Probability for Machine Learning


By Prof. Seungchul Lee
http://iai.postech.ac.kr/
Industrial AI Lab at POSTECH

Table of Contents

1. Random Variable (= r.v.)

1.1. Definition


  • (Rough) Definition: Variable with a probability
  • Probability that $x=a$


$$\triangleq \; P_X(x=a)\;= \; P(x=a) \;\implies\; \begin{cases} \text{1)} \; P(x=a) \geq 0 \\ \text{2)} \; \sum\limits_{\text{all}} P(x)=1 \end{cases}$$


  • $\begin{cases} \text{continuous r.v.} \qquad \text{if} \;x \;\text{is continuous}\\ \text{discrete r.v.} \quad \qquad \, \text{if} \;x \;\text{is discrete} \end{cases}$

Example

  • $x$: die outcome


$$ P(x=1)=P(x=2)= \;\dotsb \;= P(x=6) = \frac{1}{6} $$

  • Question
$$ \begin{align*} y &= x_1 + x_2: \;\;\; \text{ sum of two dice} \\\\ P_Y(y=5) &= \text{?} \end{align*} $$



1.2. Expectation (= Mean)



$$ E[x]= \begin{cases} \; \sum\limits_{x}xP(x) & \quad \text{discrete}\\ \; \int_{x} xP(x)dx & \quad \text{continuous} \end{cases}$$


Example


$$ \begin{align*} \text{Sample mean} \quad E[x] &= \sum\limits_{x}x\cdot\frac{1}{m}\;\;(\because\;\text{uniform distribution assumed})\\\\ \text{Variance} \quad \text{var}[x] &=E\left[\left(x-E[x]\right)^2 \right]\;\text{: mean square deviation from mean} \end{align*}$$

2. Random Vectors (Multivariate R.V.)



$$ x = \begin{bmatrix}x_1\\x_2\\\vdots\\x_n\end{bmatrix}, \;\;\text{$n$ random variables}$$

2.1. Joint Density Probability

  • Joint density probability models probability of co-occurrence of many r.v.
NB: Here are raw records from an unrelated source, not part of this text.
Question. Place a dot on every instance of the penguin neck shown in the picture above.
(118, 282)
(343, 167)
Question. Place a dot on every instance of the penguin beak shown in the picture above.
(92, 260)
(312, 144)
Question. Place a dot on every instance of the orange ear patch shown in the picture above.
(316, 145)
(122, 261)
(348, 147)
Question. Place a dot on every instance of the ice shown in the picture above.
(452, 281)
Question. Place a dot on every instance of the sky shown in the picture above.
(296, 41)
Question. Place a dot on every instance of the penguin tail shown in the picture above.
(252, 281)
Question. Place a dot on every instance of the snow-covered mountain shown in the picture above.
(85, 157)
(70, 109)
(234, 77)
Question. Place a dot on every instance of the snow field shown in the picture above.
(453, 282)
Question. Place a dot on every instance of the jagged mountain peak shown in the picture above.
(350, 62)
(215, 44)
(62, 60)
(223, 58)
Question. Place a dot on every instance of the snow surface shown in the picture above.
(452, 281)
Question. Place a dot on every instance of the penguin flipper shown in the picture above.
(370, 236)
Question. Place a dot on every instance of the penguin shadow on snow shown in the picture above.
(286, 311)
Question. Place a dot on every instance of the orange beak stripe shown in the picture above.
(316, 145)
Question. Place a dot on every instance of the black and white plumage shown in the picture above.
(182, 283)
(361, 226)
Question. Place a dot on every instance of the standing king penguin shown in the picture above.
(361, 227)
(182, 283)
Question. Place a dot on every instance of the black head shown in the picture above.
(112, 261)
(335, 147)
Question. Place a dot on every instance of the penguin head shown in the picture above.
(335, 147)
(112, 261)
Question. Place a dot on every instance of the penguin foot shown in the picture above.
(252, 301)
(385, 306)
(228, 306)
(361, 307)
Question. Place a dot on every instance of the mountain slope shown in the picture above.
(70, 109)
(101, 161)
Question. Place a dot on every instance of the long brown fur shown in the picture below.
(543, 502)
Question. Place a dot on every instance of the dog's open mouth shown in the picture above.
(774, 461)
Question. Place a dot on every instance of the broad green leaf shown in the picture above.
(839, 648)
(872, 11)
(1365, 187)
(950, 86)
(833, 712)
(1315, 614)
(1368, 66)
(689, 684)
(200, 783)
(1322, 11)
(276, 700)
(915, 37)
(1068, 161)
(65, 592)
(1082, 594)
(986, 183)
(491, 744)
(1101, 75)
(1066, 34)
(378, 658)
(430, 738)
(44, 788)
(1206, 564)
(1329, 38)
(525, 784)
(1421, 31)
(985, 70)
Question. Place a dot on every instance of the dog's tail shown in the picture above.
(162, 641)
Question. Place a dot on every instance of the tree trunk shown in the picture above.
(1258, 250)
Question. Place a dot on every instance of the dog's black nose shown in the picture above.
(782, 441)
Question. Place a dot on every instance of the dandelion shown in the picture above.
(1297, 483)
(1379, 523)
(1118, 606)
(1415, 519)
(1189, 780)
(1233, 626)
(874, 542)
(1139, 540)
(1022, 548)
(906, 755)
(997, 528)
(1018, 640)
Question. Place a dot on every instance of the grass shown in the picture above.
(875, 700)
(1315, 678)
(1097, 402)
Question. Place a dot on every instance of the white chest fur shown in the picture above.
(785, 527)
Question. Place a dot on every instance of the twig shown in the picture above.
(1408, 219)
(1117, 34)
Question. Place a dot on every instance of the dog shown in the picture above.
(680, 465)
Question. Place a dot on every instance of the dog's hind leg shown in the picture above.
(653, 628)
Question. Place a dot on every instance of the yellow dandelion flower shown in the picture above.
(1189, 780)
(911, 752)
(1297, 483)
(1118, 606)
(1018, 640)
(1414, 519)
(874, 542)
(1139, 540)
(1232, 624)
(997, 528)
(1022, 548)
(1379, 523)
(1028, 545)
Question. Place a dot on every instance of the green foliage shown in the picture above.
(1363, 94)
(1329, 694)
$$ P_{X_1,\cdots,X_n}(X_1=x_1,\cdots,X_n=x_n)$$

2.2. Marginal Density Probability



$$ \begin{align*} P_{X_1}(X_1&=x_1)\\ P_{X_2}(X_2&=x_2)\\ &\vdots\\ P_{X_n}(X_n&=x_n) \end{align*} $$


  • For two r.v.
$$ \begin{align*} P(X) &= \sum_y P(X,Y=y)\\ P(Y) &= \sum_x P(X=x,Y) \end{align*}$$




2.3. Conditional Probability

  • Probability of one event when we know the outcome of the other


$$P_{X_1 \mid X_2}(X_1=x_1 \mid X_2=x_2) = \frac{P(X_1=x_1,X_2=x_2)}{P(X_2=x_2)}: \qquad \text{Conditional prob. of $x_1$ given $x_2$}$$



  • Independent random variables
    • when one tells nothing about the other


$$\begin{align*} P(X_1=x_1 \mid X_2=x_2) &=P(X_1=x_1) \\\\ &\updownarrow \\\\ P(X_2=x_2 \mid X_1=x_1) &=P(X_2=x_2) \\\\ &\updownarrow \\\\ P(X_1=x_1,X_2=x_2) & = P(X_1=x_1)P(X_2=x_2) \end{align*}$$



Example

  • Four dice $\, \omega_1,\; \omega_2, \; \omega_3, \;\omega_4$


$$\begin{align*}x&=\omega_1+\omega_2\;\;\; \text{: sum of the first two dice}\\\\ y&=\omega_1+\omega_2+\omega_3+\omega_4\;\;\; \text{: sum of all four dice} \\\\ &\text{probability of } \begin{bmatrix}x\\y\end{bmatrix}=\;? \\ \end{align*}$$

  • Marginal probability


$$ P_X(x) = \sum\limits_{y}P_{XY}(x,y)$$



  • Conditional probability
    • Suppose we measured $\,y=19$


$$P_{X \mid Y}(x \mid y =19) =\;?$$




  • Pictorial illustration






Example

  • Suppose we have three bins, labeled A, B, and C.
  • Two of the bins have only white balls, and one bin has only black balls.

$\;\;$ 1) We take one ball, what is the probability that it is white? (white = 1)

$$ P(X_1=1)=\frac{2}{3} $$

$\;\;$ 2) When a white ball has been drawn at the first, what is the probability of drawing a white ball at the second as well?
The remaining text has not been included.